É importante destacar que a Utopia da igualdade continua a alimentar os sonhos de muitos “engenheiros sociais”, que desejam moldar o “homem novo”, necessário para o funcionamento de um regime igualitário.
As experiências feitas em vários países mostraram a inviabilidade desse sistema, tendo, inclusive, acarretado pesados custos às suas populações. A diferença entre a Utopia e as experiências práticas que foram tentadas é que Morus imaginava que o sistema seria implantado e dirigido voluntariamente pelas pessoas, pois acreditava, não apenas, na racionalidade, mas também no desprendimento humano.

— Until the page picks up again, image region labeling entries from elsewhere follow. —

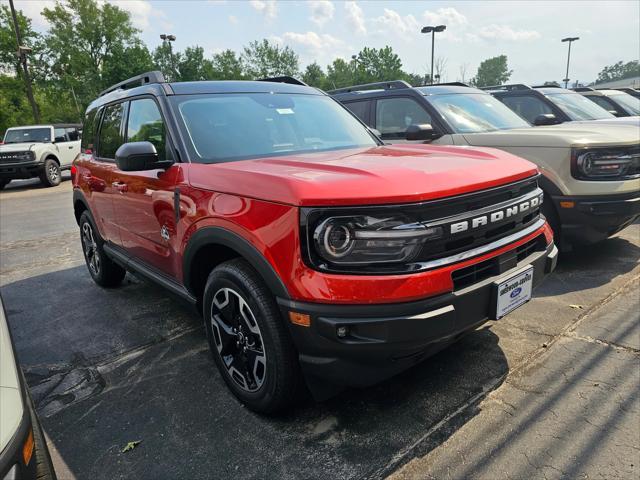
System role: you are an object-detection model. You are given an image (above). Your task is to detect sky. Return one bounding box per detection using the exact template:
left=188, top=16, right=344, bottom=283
left=13, top=0, right=640, bottom=84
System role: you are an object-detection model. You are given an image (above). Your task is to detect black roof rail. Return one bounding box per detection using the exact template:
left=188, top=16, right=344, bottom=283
left=98, top=70, right=165, bottom=97
left=327, top=80, right=411, bottom=95
left=258, top=75, right=309, bottom=87
left=478, top=83, right=533, bottom=92
left=422, top=82, right=471, bottom=87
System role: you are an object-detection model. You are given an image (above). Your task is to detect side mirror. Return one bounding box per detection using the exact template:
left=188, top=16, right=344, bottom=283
left=533, top=113, right=560, bottom=127
left=116, top=142, right=173, bottom=172
left=406, top=123, right=442, bottom=140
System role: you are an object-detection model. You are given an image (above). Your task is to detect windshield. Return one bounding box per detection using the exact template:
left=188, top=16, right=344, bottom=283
left=547, top=93, right=613, bottom=120
left=172, top=93, right=377, bottom=163
left=426, top=93, right=530, bottom=133
left=610, top=93, right=640, bottom=115
left=4, top=127, right=51, bottom=143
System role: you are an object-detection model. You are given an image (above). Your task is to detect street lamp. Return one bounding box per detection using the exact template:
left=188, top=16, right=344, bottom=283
left=160, top=33, right=176, bottom=80
left=562, top=37, right=580, bottom=88
left=420, top=25, right=447, bottom=83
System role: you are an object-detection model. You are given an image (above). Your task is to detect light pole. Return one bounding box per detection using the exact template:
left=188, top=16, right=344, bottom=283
left=9, top=0, right=40, bottom=123
left=160, top=33, right=177, bottom=81
left=420, top=25, right=447, bottom=83
left=562, top=37, right=580, bottom=88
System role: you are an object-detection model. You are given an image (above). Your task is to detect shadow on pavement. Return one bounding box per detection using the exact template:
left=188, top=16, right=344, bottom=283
left=2, top=266, right=508, bottom=479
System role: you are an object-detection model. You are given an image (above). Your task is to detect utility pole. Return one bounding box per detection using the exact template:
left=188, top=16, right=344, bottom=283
left=561, top=37, right=580, bottom=88
left=9, top=0, right=40, bottom=123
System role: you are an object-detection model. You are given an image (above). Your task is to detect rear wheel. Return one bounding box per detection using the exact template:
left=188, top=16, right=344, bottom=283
left=80, top=210, right=127, bottom=287
left=203, top=259, right=302, bottom=413
left=40, top=158, right=62, bottom=187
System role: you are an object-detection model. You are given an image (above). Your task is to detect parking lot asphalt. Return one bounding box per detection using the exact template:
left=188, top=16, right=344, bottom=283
left=0, top=177, right=640, bottom=479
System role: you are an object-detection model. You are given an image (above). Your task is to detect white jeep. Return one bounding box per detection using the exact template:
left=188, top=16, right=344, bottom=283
left=0, top=123, right=81, bottom=190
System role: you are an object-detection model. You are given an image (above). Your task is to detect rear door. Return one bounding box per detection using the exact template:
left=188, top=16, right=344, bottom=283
left=113, top=97, right=184, bottom=277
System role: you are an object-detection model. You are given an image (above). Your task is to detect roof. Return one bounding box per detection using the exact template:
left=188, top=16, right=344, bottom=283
left=168, top=80, right=325, bottom=95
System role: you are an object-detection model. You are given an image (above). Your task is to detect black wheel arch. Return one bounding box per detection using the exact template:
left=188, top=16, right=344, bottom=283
left=182, top=227, right=290, bottom=299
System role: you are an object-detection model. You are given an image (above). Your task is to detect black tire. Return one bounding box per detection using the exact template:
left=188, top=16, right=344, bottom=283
left=80, top=210, right=127, bottom=288
left=40, top=158, right=62, bottom=187
left=203, top=259, right=302, bottom=413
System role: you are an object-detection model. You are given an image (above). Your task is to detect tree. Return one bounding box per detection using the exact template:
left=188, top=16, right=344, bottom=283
left=0, top=5, right=40, bottom=75
left=42, top=0, right=144, bottom=104
left=212, top=50, right=245, bottom=80
left=242, top=38, right=298, bottom=79
left=327, top=58, right=355, bottom=89
left=596, top=60, right=640, bottom=83
left=177, top=46, right=215, bottom=82
left=471, top=55, right=513, bottom=87
left=302, top=62, right=327, bottom=89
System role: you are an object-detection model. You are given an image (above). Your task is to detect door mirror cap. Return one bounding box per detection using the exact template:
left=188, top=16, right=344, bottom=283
left=116, top=142, right=173, bottom=172
left=533, top=113, right=560, bottom=127
left=406, top=123, right=442, bottom=140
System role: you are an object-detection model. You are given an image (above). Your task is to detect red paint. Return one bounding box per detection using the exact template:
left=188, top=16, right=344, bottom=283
left=73, top=145, right=552, bottom=303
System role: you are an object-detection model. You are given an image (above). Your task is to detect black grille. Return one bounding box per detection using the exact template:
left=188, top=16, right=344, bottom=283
left=451, top=235, right=547, bottom=290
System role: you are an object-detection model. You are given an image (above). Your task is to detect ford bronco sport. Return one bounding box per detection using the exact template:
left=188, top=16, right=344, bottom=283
left=330, top=81, right=640, bottom=250
left=0, top=124, right=80, bottom=190
left=72, top=72, right=557, bottom=412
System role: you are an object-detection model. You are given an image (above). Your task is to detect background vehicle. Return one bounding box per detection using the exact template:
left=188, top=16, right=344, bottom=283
left=0, top=123, right=80, bottom=189
left=482, top=84, right=638, bottom=126
left=72, top=72, right=557, bottom=412
left=0, top=298, right=56, bottom=480
left=573, top=87, right=640, bottom=117
left=330, top=81, right=640, bottom=249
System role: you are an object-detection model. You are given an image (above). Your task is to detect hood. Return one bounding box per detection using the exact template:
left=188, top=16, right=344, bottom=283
left=0, top=142, right=37, bottom=152
left=464, top=121, right=640, bottom=148
left=188, top=145, right=537, bottom=206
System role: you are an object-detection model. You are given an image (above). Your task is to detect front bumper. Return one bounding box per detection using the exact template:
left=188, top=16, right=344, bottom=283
left=0, top=161, right=44, bottom=180
left=551, top=190, right=640, bottom=245
left=278, top=237, right=558, bottom=399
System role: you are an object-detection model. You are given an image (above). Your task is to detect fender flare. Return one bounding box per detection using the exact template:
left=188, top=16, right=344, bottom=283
left=182, top=227, right=290, bottom=299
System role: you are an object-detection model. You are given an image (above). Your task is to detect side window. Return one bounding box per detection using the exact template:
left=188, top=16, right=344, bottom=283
left=376, top=98, right=431, bottom=138
left=53, top=128, right=69, bottom=143
left=65, top=127, right=80, bottom=142
left=344, top=101, right=369, bottom=124
left=80, top=109, right=100, bottom=153
left=127, top=98, right=167, bottom=160
left=500, top=95, right=553, bottom=124
left=98, top=103, right=124, bottom=158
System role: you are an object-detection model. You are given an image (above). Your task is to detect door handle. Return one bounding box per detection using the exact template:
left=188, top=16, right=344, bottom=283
left=111, top=182, right=127, bottom=193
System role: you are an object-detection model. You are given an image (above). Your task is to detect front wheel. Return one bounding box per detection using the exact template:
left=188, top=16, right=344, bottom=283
left=40, top=158, right=62, bottom=187
left=203, top=259, right=302, bottom=413
left=80, top=211, right=127, bottom=288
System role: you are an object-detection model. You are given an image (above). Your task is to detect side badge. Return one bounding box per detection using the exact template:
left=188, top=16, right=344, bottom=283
left=160, top=225, right=169, bottom=242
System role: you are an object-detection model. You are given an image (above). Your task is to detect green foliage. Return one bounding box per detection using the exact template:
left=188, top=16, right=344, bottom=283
left=596, top=60, right=640, bottom=83
left=212, top=50, right=245, bottom=80
left=242, top=38, right=298, bottom=79
left=471, top=55, right=513, bottom=87
left=302, top=62, right=327, bottom=89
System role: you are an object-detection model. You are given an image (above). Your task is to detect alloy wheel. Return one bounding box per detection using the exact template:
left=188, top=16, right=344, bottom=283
left=82, top=222, right=100, bottom=275
left=210, top=288, right=267, bottom=392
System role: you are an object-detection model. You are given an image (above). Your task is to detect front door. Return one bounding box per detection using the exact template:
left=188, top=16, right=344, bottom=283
left=113, top=98, right=184, bottom=277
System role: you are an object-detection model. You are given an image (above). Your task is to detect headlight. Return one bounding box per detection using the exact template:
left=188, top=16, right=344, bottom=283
left=313, top=214, right=443, bottom=265
left=572, top=147, right=640, bottom=180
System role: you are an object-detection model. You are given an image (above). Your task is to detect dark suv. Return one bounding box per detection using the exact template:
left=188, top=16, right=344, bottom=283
left=72, top=72, right=557, bottom=412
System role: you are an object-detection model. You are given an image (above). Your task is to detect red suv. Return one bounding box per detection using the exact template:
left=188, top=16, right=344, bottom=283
left=72, top=72, right=557, bottom=412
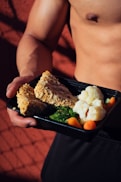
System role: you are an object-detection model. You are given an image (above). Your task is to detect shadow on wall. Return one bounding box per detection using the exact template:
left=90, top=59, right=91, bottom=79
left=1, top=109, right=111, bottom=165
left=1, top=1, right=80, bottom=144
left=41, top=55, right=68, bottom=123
left=0, top=38, right=18, bottom=100
left=0, top=174, right=41, bottom=182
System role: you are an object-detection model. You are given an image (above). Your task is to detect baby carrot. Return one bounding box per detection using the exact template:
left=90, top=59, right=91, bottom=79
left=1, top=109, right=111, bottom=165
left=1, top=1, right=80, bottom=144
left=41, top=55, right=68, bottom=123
left=67, top=117, right=82, bottom=128
left=83, top=120, right=96, bottom=130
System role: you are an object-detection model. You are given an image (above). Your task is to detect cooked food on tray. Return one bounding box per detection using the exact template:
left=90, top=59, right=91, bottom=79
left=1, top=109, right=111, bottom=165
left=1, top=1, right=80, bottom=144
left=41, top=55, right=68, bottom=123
left=16, top=71, right=115, bottom=130
left=34, top=71, right=77, bottom=108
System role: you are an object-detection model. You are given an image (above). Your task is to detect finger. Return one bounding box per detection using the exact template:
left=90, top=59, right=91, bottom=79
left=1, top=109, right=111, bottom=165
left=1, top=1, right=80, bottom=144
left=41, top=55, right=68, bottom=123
left=6, top=76, right=33, bottom=98
left=7, top=108, right=37, bottom=128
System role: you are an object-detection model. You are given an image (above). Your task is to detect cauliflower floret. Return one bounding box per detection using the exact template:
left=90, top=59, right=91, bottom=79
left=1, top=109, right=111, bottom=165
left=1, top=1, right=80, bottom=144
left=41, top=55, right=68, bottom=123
left=73, top=86, right=106, bottom=124
left=78, top=86, right=104, bottom=105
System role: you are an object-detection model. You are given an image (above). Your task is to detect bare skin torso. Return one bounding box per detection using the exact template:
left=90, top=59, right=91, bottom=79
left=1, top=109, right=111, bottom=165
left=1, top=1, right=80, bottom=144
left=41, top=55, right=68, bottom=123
left=69, top=0, right=121, bottom=91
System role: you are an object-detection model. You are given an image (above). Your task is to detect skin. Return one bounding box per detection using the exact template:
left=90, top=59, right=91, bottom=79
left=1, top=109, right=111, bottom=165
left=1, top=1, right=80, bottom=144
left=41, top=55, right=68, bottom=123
left=6, top=0, right=121, bottom=127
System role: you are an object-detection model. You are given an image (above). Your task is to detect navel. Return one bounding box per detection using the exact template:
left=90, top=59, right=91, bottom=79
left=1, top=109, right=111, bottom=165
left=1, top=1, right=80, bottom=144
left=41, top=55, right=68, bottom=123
left=86, top=13, right=99, bottom=22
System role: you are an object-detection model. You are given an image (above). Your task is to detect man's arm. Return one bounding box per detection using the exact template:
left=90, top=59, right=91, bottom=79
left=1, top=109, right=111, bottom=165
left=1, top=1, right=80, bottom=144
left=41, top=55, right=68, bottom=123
left=6, top=0, right=68, bottom=127
left=17, top=0, right=68, bottom=77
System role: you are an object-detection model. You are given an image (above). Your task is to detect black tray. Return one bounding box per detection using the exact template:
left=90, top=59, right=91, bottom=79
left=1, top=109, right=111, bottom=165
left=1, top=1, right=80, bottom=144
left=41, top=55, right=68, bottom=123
left=7, top=77, right=121, bottom=139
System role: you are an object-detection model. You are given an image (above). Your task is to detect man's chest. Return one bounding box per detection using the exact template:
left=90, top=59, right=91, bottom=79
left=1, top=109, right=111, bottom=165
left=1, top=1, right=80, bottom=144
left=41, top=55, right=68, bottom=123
left=69, top=0, right=121, bottom=23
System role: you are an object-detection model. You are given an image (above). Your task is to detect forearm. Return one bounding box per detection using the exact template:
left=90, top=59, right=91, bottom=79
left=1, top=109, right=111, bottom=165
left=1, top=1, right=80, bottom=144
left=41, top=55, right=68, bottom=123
left=17, top=34, right=52, bottom=78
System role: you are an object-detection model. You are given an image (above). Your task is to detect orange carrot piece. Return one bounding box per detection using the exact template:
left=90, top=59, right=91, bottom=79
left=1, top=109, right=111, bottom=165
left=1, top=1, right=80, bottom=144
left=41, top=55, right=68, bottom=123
left=67, top=117, right=82, bottom=128
left=83, top=120, right=96, bottom=130
left=109, top=97, right=116, bottom=106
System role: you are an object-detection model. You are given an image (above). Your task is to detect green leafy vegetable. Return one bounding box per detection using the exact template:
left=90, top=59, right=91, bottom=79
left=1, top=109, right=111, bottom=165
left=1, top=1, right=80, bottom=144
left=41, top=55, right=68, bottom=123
left=49, top=106, right=78, bottom=123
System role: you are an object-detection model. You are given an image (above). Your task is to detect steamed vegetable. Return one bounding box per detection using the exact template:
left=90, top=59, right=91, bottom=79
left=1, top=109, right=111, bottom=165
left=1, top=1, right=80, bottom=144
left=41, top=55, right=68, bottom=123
left=49, top=106, right=78, bottom=123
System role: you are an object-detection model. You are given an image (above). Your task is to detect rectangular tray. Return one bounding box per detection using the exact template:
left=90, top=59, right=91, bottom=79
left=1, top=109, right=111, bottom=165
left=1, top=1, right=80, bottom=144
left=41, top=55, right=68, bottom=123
left=7, top=77, right=121, bottom=140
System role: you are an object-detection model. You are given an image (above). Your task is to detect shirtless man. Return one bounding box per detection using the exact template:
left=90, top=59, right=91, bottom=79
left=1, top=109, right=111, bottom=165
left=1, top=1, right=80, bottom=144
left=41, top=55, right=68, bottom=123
left=6, top=0, right=121, bottom=182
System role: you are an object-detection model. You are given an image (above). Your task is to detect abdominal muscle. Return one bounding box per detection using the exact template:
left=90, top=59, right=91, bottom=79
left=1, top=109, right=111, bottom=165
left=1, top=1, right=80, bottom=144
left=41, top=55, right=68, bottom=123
left=70, top=5, right=121, bottom=91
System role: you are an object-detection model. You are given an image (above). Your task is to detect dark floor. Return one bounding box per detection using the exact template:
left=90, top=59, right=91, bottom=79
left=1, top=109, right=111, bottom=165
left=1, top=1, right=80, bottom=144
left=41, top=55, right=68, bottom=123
left=0, top=0, right=75, bottom=182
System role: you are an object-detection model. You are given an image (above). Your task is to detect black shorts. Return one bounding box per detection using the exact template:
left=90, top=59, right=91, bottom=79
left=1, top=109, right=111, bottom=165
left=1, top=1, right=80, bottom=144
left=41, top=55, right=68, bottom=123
left=41, top=129, right=121, bottom=182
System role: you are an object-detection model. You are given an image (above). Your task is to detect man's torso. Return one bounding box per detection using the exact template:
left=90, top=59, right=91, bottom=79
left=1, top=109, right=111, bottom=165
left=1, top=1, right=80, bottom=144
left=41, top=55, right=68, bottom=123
left=69, top=0, right=121, bottom=91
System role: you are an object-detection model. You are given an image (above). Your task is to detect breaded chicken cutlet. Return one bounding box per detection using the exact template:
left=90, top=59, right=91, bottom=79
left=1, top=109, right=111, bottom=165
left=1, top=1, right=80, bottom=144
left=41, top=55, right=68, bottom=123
left=16, top=71, right=77, bottom=116
left=34, top=71, right=77, bottom=108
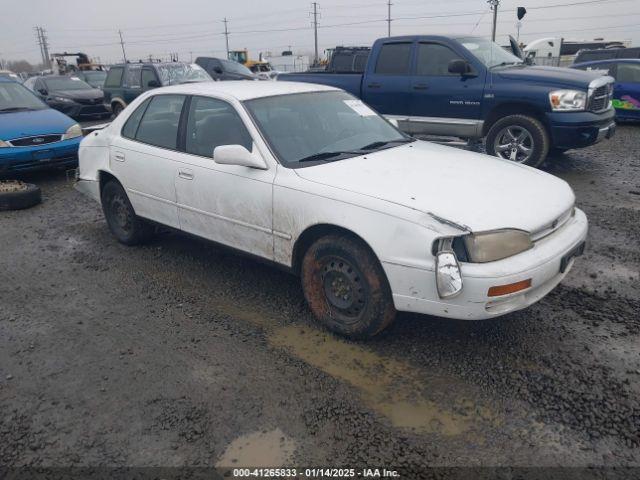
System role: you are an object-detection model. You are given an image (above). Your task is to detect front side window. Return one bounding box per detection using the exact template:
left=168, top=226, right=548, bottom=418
left=122, top=98, right=151, bottom=140
left=244, top=91, right=411, bottom=168
left=136, top=95, right=185, bottom=150
left=616, top=63, right=640, bottom=83
left=125, top=65, right=142, bottom=88
left=186, top=97, right=253, bottom=157
left=376, top=43, right=411, bottom=75
left=416, top=43, right=460, bottom=75
left=104, top=67, right=124, bottom=88
left=42, top=77, right=93, bottom=92
left=0, top=82, right=47, bottom=113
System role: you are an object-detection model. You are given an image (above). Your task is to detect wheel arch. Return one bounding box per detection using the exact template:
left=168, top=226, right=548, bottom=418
left=482, top=101, right=550, bottom=137
left=291, top=223, right=384, bottom=275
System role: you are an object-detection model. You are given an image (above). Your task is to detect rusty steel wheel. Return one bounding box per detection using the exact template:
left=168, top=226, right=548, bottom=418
left=302, top=235, right=396, bottom=338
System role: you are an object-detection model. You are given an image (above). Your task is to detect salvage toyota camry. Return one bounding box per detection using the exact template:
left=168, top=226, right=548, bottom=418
left=77, top=82, right=587, bottom=338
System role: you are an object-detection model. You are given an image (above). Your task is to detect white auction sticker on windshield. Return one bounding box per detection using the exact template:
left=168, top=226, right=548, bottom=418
left=343, top=100, right=376, bottom=117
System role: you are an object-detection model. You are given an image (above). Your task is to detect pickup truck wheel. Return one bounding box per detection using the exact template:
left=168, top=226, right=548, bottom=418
left=302, top=235, right=396, bottom=339
left=101, top=181, right=154, bottom=245
left=486, top=115, right=550, bottom=167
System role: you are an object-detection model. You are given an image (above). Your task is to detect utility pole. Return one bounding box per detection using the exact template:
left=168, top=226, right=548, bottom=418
left=487, top=0, right=500, bottom=42
left=118, top=30, right=127, bottom=63
left=312, top=2, right=318, bottom=65
left=223, top=17, right=229, bottom=59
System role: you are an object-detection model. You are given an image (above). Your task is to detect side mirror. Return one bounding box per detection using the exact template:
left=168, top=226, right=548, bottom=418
left=213, top=145, right=268, bottom=170
left=448, top=58, right=471, bottom=75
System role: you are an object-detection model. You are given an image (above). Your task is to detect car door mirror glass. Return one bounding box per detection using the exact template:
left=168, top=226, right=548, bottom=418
left=213, top=145, right=267, bottom=170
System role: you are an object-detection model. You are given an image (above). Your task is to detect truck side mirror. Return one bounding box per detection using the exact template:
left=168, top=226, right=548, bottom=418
left=448, top=58, right=471, bottom=75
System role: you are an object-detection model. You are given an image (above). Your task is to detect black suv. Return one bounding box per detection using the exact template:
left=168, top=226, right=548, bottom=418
left=102, top=62, right=212, bottom=116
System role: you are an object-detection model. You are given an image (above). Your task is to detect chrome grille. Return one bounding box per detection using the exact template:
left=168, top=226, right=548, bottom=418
left=8, top=135, right=62, bottom=147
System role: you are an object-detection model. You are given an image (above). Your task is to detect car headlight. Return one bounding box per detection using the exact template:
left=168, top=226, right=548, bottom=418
left=462, top=229, right=533, bottom=263
left=62, top=123, right=82, bottom=140
left=549, top=90, right=587, bottom=112
left=51, top=96, right=73, bottom=103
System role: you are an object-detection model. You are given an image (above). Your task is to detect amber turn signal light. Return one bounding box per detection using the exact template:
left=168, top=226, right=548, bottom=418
left=487, top=278, right=531, bottom=297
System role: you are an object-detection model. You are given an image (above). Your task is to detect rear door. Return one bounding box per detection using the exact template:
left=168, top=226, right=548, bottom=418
left=613, top=62, right=640, bottom=120
left=110, top=94, right=185, bottom=228
left=362, top=41, right=413, bottom=117
left=411, top=42, right=484, bottom=125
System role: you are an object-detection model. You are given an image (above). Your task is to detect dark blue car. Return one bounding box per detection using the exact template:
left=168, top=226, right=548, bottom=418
left=0, top=78, right=82, bottom=176
left=571, top=58, right=640, bottom=121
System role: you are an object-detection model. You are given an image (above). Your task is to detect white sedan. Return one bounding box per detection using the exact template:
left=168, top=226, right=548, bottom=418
left=77, top=82, right=587, bottom=338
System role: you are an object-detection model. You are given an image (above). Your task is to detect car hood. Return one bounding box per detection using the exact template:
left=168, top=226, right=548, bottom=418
left=49, top=88, right=104, bottom=100
left=493, top=66, right=602, bottom=90
left=295, top=141, right=575, bottom=232
left=0, top=108, right=76, bottom=140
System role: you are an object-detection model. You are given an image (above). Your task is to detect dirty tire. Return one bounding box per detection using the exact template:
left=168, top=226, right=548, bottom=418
left=301, top=235, right=396, bottom=339
left=100, top=181, right=154, bottom=245
left=111, top=102, right=124, bottom=117
left=0, top=183, right=42, bottom=211
left=485, top=114, right=550, bottom=167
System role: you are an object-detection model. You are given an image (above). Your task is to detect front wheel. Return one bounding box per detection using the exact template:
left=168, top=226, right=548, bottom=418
left=302, top=235, right=396, bottom=339
left=101, top=181, right=153, bottom=245
left=486, top=115, right=550, bottom=167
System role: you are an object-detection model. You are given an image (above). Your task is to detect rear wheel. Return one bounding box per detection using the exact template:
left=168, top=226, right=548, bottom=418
left=486, top=115, right=550, bottom=167
left=101, top=181, right=154, bottom=245
left=302, top=235, right=396, bottom=339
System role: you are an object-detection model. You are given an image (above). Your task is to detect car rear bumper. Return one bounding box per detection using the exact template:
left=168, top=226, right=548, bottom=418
left=383, top=209, right=588, bottom=320
left=547, top=108, right=616, bottom=149
left=0, top=137, right=82, bottom=174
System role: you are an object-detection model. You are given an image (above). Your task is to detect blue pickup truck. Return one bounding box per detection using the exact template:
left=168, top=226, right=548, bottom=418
left=278, top=35, right=615, bottom=166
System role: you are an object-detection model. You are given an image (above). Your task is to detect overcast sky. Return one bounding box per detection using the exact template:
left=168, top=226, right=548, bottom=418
left=0, top=0, right=640, bottom=63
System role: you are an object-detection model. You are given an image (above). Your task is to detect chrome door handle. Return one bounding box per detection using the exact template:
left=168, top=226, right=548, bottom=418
left=178, top=170, right=193, bottom=180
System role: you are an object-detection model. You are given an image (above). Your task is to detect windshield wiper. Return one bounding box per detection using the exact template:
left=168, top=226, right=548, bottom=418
left=0, top=107, right=33, bottom=112
left=298, top=150, right=362, bottom=163
left=360, top=138, right=415, bottom=150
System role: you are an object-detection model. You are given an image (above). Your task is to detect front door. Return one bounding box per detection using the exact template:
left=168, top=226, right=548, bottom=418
left=110, top=95, right=185, bottom=228
left=175, top=96, right=275, bottom=259
left=411, top=43, right=484, bottom=132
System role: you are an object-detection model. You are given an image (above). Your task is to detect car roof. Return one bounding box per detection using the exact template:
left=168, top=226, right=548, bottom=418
left=571, top=58, right=640, bottom=67
left=154, top=80, right=339, bottom=101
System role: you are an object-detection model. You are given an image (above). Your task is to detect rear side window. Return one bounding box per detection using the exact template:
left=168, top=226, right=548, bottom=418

Erasmo, ao contrário, acreditava no homem real, movido por interesses. Assim, a livre iniciativa somente pode prosperar onde impere a Loucura, pois, “o louco, não tendo vergonha ou medo, jamais vendo o perigo, empreende ousadamente tudo o que lhe passa pela cabeça”. Ela (a Loucura), é que permite empreender, aventurar, inovar, correr riscos.
A igualdade importante, e necessária, compatível com a liberdade de empreender, é a igualdade de oportunidades, de forma que cada um possa utilizar seu talento para progredir e prosperar.
A Utopia de Morus, ao contrário, buscava a igualdade de resultados, assim como as várias tentativas que foram implantadas, no geral, pela força em muitos países, e mostrou que conseguiu apenas nivelar por baixo, ou seja, igualdade na miséria.
Embora pareça existir no Brasil um ambiente no qual se possa praticar a Loucura de empreender, observa-se um avanço cada vez maior do intervencionismo nas atividades econômicas (e também na vida dos cidadãos), o que faz com que se ultrapasse os limites da Loucura apresentados por Erasmo.
Segundo ele, “o louco, exposto constantemente a todos os caprichos da fortuna, aprende em meio a todos os reveses a conhecer a prudência”. No caso brasileiro não são a fortuna (sorte) ou os reveses (riscos do mercado) que ele deve temer, mas sim a burocracia e as intervenções estatais daqueles que se julgam capazes de decidir o que é melhor para o empresário e para o cidadão.
Vamos defender a Loucura de Erasmo para fortalecer o empreendedorismo e combater a Utopia dos que desejam dirigir a economia e a sociedade.
Por Marcel Solimeo, economista-chefe da Associação Comercial de São Paulo e membro do ATLÂNTICO.
Artigo publicado originalmente pelo Diário do Comércio, em 28 de junho de 2022.